The ballad stanza consists of four lines. The first and third lines have four stresses, or beats; the second and fourth have three. (Alternatively, as OED defines it: "an iambic stanza of four lines containing 8 and 6 syllables alternately.") These two lines rhyme: the rhyme scheme is a b c b. This gives rise to such verses as

There lived a wife at Usher's Well
And a wealthy wife was she;
She had three stout and stalwart sons
And she sent them ower the sea.


They hadna been a week from her, ['hadna' = hadn't]
A week but barely ane, ['ane' = one]
When word cam' to the carlin wife ['carline wife' ~ witch]
That her three sons were gane.


They hadna been a week from her,
A week but barely three,
When word cam' to the carline wife
That her sons she'd never see.
The Wife of Usher's Well

Note the repetition, and the use of conventional phrases ('A week but barely ...') which provide convenient rhyme words ('ane' and 'three') which offer many possibilities to those in the oral tradition who are constantly trying both to memorise and to improve on their originals.

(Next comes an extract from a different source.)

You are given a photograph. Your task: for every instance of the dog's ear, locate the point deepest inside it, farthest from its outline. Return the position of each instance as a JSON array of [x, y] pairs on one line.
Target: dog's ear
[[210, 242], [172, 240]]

Later, inded, in some versions of the same ballad, we hear

The cock he hadna crawed but once,
And clapped his wings at a',
When the youngest to the eldest said,
Brither, we must awa'.


In the sixteenth century an effect very similar to that of the ballad stanza was achieved by printing rhyming fourteeners, where the fourteen feet of the regular ballad stanza are divided not into four lines, two of four feet (tetrameters) and two of three (trimeters), but two of seven feet (heptameters). Instead of rhyming a b c b, they then rhyme a a.